3. Working methods of the Executive Board and Supervisory Board and composition of the committees of the Supervisory Board
3.1 Working methods of the Executive Board
The Executive Board of KION GROUP AG comprised four members in 2020. It is responsible for managing the Company in the Company’s interest, i.e. taking account of shareholders, customers, employees, and other stakeholders with the aim of creating sustainable added value. The Executive Board develops the Company’s strategy, discusses it with the Supervisory Board, and ensures that it is implemented. The Executive Board as a whole is collectively responsible for the Group’s business, determines the budget and the allocation of resources, and makes key operational decisions. Every Executive Board member is responsible for his or her own area of responsibility within the scope of the rules of procedure for the Executive Board and the defined thresholds for business transactions, and keeps the other Executive Board members informed of developments on an ongoing basis.
Member Executive Board |
Areas of responsibility |
---|---|
Gordon Riske |
CEO KION GROUP AG |
Dr. Eike Böhm |
CTO KION GROUP AG |
Anke Groth |
CFO KION GROUP AG |
Ching Pong Quek |
Chief Asia Pacific & Americas Officer (CAPAO) KION GROUP AG |
The allocation of responsibilities was adjusted in January 2021 following the appointment of Mr. Andreas Krinninger and Mr. Hasan Dandashly as further members of the Executive Board.
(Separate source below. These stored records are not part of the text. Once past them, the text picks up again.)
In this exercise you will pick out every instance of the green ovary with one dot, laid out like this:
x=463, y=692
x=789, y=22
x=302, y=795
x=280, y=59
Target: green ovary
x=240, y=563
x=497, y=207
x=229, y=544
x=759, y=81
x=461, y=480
The rules of procedure laid down by the Supervisory Board define the areas of responsibility of the Executive Board members and the way in which they work together. The full Executive Board normally meets every 14 days and meetings are chaired by the Chief Executive Officer. Due to the coronavirus pandemic, Executive Board members often had to take part in meetings via video conference in the reporting year. At the meetings, the board members discuss measures and business that, under the Executive Board’s rules of procedure, must be approved by the full Executive Board. Resolutions of the full Executive Board are passed by simple majority unless a greater majority is required by law. The Chief Executive Officer has a casting vote in the event of a tied vote. Resolutions of the Executive Board may also be adopted between meetings.
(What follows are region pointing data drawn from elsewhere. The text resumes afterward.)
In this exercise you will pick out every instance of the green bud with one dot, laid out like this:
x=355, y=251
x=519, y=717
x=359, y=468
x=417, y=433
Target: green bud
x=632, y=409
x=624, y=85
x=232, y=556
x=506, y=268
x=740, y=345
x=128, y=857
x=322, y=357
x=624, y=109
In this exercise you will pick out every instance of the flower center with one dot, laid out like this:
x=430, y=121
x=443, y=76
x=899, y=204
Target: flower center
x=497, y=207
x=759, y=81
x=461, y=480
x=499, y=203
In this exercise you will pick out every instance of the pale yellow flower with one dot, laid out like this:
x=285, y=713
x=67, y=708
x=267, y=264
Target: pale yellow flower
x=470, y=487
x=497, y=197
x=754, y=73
Taking account of the requirements of section 90 AktG, the Executive Board provides the Supervisory Board with regular, timely, and comprehensive information on all matters of relevance to the business as a whole relating to the intended operating policy, strategic planning, business performance, financial position, financial performance, and business risks. The Chief Executive Officer discusses these matters regularly with the chairman of the Supervisory Board. The Executive Board’s rules of procedure specify that important transactions are subject to approval by the Supervisory Board. Budget planning, major acquisitions, or capital expenditure, for example, require the consent of the Supervisory Board.
In accordance with its articles of association, the Company is represented by two members of the Executive Board or by one member of the Executive Board acting conjointly with a Prokurist (person with full commercial power of representation).